The Schenectady County Historical Society, located in Schenectady, New York, was established on July 14, 1905, under the Membership Corporation Laws of the State of New York. The society is an independent not-for-profit corporation, not a unit of government. Today, the Schenectady County Historical Society brings to life the region's history through exhibits, talks, workshops, concerts, programs and community events at their three sites: Mabee Farm Historic Site, the Grems-Doolittle Library and the Schenectady History Museum, and the historic Brouwer House Creative.

==History==
Its stated mission as embodied in its original constitution was “to promote and encourage original historical research; to disseminate a greater knowledge of the history of the State of New York and particularly of Schenectady County; to gather, preserve, display, and make available for study artifacts, books, manuscripts, papers, photographs and other records and materials relating to the early and current history of Schenectady County, New York and of the surrounding area; to encourage the suitable marking of places of historic interest; to acquire by purchase, gifts, devise, or otherwise the title to or the custody and control of historic sites and structures.”

For seven years, the society had no headquarters of its own, but was given space for exhibits in the Schenectady County Public Library. In December 1912, a committee responsible for finding a home for the society succeeded in negotiating a three-year lease for the building at 11-13-15 Union Street that had been erected a half-century earlier to accommodate the offices of the County Clerk and the Surrogate Court and was no longer needed for that purpose. The exhibits were moved from the Library to the new home, and this became the location for monthly meetings for the next 46 years.

In April 1958, the General Electric Company deeded to the society the former G.E. Women's Club building at 32 Washington Avenue “as tangible evidence of its interest and desire to associate itself with those who are working to advance the city's cultural and educational activities." The c. 1895 Georgian style building, whose grounds are adjacent to the waters of the Binnekill and the Mohawk River, displays aspects of Federal and Greek Revival throughout the house. It is located in the Stockade Historic District, declared a national historic site in 1973.

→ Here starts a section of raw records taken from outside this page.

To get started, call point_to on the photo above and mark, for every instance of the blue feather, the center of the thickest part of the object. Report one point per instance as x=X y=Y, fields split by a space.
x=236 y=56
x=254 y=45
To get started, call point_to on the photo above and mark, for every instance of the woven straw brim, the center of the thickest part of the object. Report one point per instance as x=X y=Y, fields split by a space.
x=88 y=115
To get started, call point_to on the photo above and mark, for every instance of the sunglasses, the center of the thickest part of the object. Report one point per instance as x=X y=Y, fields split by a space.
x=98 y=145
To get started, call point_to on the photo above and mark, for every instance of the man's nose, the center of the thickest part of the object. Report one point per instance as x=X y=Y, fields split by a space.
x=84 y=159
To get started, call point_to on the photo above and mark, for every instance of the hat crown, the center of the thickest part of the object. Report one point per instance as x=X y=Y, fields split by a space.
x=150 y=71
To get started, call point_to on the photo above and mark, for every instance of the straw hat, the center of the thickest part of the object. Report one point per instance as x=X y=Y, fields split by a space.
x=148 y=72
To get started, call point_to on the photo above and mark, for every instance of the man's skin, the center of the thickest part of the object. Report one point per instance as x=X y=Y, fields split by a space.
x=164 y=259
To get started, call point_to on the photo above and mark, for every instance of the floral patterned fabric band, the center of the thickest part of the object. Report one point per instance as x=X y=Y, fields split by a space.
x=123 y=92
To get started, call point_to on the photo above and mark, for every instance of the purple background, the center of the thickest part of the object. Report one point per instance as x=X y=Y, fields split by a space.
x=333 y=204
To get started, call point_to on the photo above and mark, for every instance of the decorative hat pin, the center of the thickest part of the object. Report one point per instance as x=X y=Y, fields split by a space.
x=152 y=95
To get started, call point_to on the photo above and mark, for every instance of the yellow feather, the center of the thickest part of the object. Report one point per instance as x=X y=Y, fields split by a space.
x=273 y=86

To house an expanding collection of books and documents, a second major addition was added to the rear of the house in 1991. Called the Grems-Doolittle Library in honor of its major benefactor, Mandalay Grems, the Library and the Schenectady History Museum in the original house form the core of the society's downtown Schenectady operations.

In little over a decade, the 1990s, the society grew from a modest house museum called the Dora Jackson House with one room jammed with local history and genealogy, to the expansive Schenectady History Museum; the adjoining Grems-Doolittle historical and genealogical library housing over 2,000 local family files.

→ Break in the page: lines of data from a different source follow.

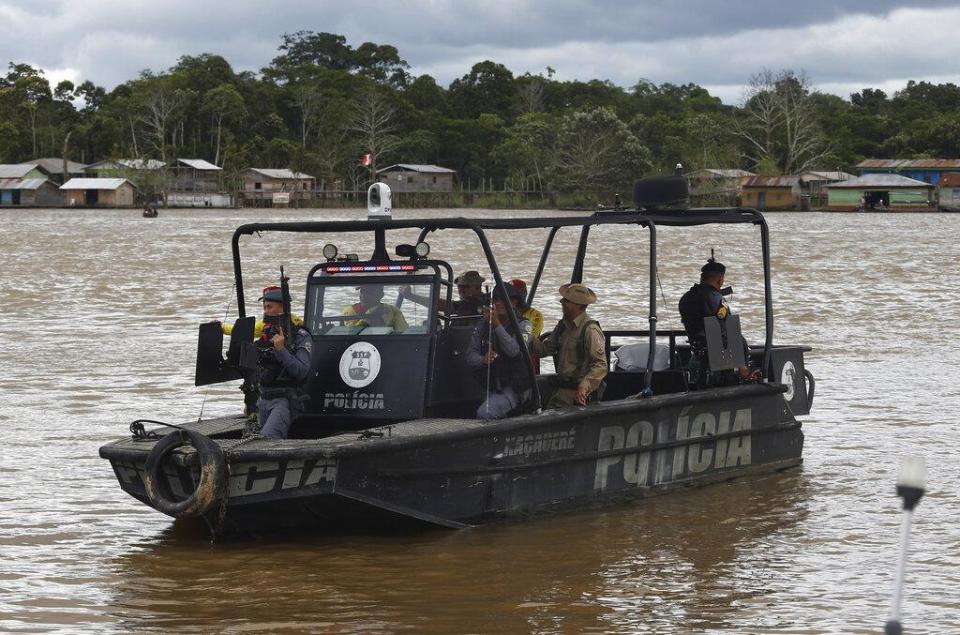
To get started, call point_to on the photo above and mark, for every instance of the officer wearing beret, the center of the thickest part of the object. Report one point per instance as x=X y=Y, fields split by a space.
x=703 y=300
x=578 y=346
x=469 y=288
x=494 y=352
x=281 y=371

The Mabee Farm Historic Site—three 17th-century farm buildings on 9 acre in Rotterdam Junction, 7 mi west of the City of Schenectady was donated to the society in 1993.

The Mabee House had been passed from generation to generation for 287 years before being deeded to the society by George Franchere. Franchere also gave the society 583 family papers including the deed passed by Daniel Janse Van Antwerpen to Jan Pieterse Mabee on January 29, 1705, and he provided generous financial support for Farm operations for several years after his initial gift. Mr. Franchere, the last in that particular line of Mabees, died in Florida in November 2004, and is buried in Vale Cemetery. In accord with the Franchere will, part of that income was used in 2008 to purchase 27 acre of adjacent land from Schenectady County, effectively quadrupling the size of the Farm. The George E. Franchere Educational Center, was completed in October 2011 on part of the newly acquired land, and provides car and bus parking; space for receptions, presentations, and artifact storage; refreshment facilities; classrooms; and offices for Site management. Additionally, in 2009 it acquired 9 acre plus from the NY State Canal Corp on the north side of the Mohawk River, to protect the historic viewshed. In the early 2000s, the c. 1760s Nielsen Dutch barn was moved to the site, and is used for programming. Today, the Mabee Farm's collection of 18th-century buildings and ongoing farming practices are demonstrative of life in early rural Schenectady.

In 2017 the Kindl Family of Schenectady donated a property at 14 N Church Street, Schenectady to the society. The historic Brouwer House dates to 1735, and is among the oldest houses in the Stockade neighborhood. The society adapted the historic space into creative studios. In residence at any given point are artists, crafters, musicians, theatre companies, or other local non-profits. Behind Brouwer House Creative is an extensive shade garden.

==Activities==
The Schenectady County Historical Society offers more than 150 public programs each year, with an annual visitation of 20,000+.